Initially, when Amazon researchers fed Irish recordings to a learning Irish Alexa, some strange things happened.

Letters and syllables were sometimes dropped from responses. “S” may stick. A word or two, sometimes important words, were muttered gibberish and incomprehensible. In at least one case, Alexa’s female voice was lowered an octave and sounded more masculine. To make matters worse, the masculine voice was distinctly British and goofy enough to raise eyebrows in some Irish homes.

“They are big black boxes,” said the Bulgarian national Tinchev, Amazon’s lead scientist on the project, of the voice model. “You have to do a lot of experimentation to adjust them.”

That’s what the techs did to correct Alexa’s “party” gaffe. They deconstructed the audio word-by-word, phoneme-by-phoneme (the smallest fragment of a word you hear) to pinpoint and tweak exactly where Alexa was slipping. We then fed more recorded speech data to Alexa’s voice model in Irish to correct any mispronunciations.

Result: ‘r’ for ‘party’ returned.

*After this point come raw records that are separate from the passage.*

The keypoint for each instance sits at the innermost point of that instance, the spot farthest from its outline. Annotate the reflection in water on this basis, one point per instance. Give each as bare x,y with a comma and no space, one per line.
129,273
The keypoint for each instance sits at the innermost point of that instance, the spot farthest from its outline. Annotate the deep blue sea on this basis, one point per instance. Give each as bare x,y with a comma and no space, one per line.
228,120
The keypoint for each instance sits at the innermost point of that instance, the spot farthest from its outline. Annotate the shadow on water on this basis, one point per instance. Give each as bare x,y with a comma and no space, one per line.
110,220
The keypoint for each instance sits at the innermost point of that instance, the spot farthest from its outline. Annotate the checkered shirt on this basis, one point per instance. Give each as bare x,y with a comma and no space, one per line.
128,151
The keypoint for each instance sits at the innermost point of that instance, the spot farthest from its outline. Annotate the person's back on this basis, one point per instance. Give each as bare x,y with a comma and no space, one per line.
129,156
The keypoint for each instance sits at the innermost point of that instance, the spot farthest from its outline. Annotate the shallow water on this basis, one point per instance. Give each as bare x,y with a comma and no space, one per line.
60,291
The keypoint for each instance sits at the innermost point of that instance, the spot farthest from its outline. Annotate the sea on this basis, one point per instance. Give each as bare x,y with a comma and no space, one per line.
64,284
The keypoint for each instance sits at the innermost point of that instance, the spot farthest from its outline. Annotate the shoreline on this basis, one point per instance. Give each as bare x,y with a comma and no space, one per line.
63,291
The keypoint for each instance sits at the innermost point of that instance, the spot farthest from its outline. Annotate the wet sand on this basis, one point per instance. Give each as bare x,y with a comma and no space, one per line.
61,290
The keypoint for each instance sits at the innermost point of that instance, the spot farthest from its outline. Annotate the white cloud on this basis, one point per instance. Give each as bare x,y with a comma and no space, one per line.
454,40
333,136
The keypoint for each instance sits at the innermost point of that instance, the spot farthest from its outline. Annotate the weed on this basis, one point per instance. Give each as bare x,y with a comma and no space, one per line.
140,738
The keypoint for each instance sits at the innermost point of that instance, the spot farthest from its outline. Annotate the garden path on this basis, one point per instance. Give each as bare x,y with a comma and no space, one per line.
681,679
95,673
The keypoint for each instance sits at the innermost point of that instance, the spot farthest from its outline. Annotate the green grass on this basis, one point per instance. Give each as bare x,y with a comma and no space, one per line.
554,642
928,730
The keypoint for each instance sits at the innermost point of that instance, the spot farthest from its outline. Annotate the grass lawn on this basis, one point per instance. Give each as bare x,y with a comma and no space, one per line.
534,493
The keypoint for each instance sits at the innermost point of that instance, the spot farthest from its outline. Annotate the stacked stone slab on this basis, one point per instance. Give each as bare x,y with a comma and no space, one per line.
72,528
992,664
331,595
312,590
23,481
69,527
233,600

But then the “p” disappeared.

So the data scientist repeated the same process again. They ultimately focused on phonemes containing the missing ‘p’. I then tweaked the model further so that the ‘p’ sound returned and the ‘r’ didn’t go away. Alexa can finally speak like a Dubliner.

Two Irish linguists, Elaine Vaughan, who teaches at the University of Limerick, and PhD student Kate Talon, who works in the Phonetics and Speech Lab at Trinity College, Dublin, have since played the Irish Alexa high accent. giving a rating. The way Irish Alexa emphasizes the “r” and softens the “t” stands out, they said, and Amazon got the accent right across the board.

“It sounds real to me,” Taron said.

Amazon researchers said they were pleased with the generally positive feedback. Their voice model unraveled the Irish accent so quickly that it gave them hope that the accent could be recreated elsewhere.

“We plan to extend the methodology to accents in languages ​​other than English,” they write in their paper. January research paper About Ireland’s Alexa project.